The Player (Kiera Joyce) flashed upon the performance with an exquisite dancerly step; her histrionic comedy masterfully kept the play on the brink of its own self-knowledge. One of my favourite moments was when Guildenstern attempted to kill The Player, only for him to spring back to life, revealing the knife Guildenstern yielded to be a retractable prop blade. In The Player’s graceful leap to his feet and his lackadaisical rush about the stage, the significance of Guildenstern’s act was complexly diminished and called into sudden question. The retractability of the act reflected the performance of these two ghostly characters—half-murdered, half-living.

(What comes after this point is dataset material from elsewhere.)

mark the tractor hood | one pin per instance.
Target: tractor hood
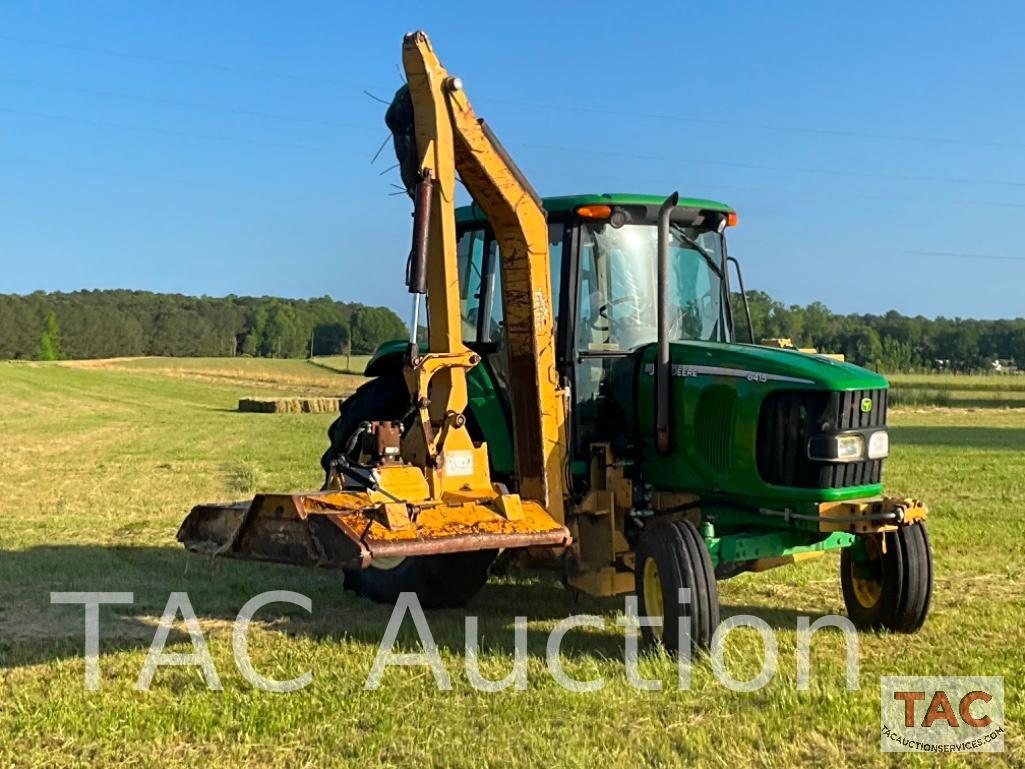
(762, 364)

And how do the two die? Precisely faithful to their predecessor—just as in Shakespeare’s Hamlet, they disappear, unsought, from the stage. Yet, here, their marginality in the original was recast anew; in Guildenstern’s side-step from the spotlight as it fell dark, I saw an essential poignancy, a sudden pitch to the seeming insignificance of the two throughout this play and its parent text. In their very silence, in their very ephemerality, they, like the child ever-conscious of their mortal condition, were dead, it seems, from the very start:
‘Death is not anything... It’s the absence of presence, nothing more...the endless time of never coming back…a gap you can’t see, and when the wind blows through it, it makes no sound.’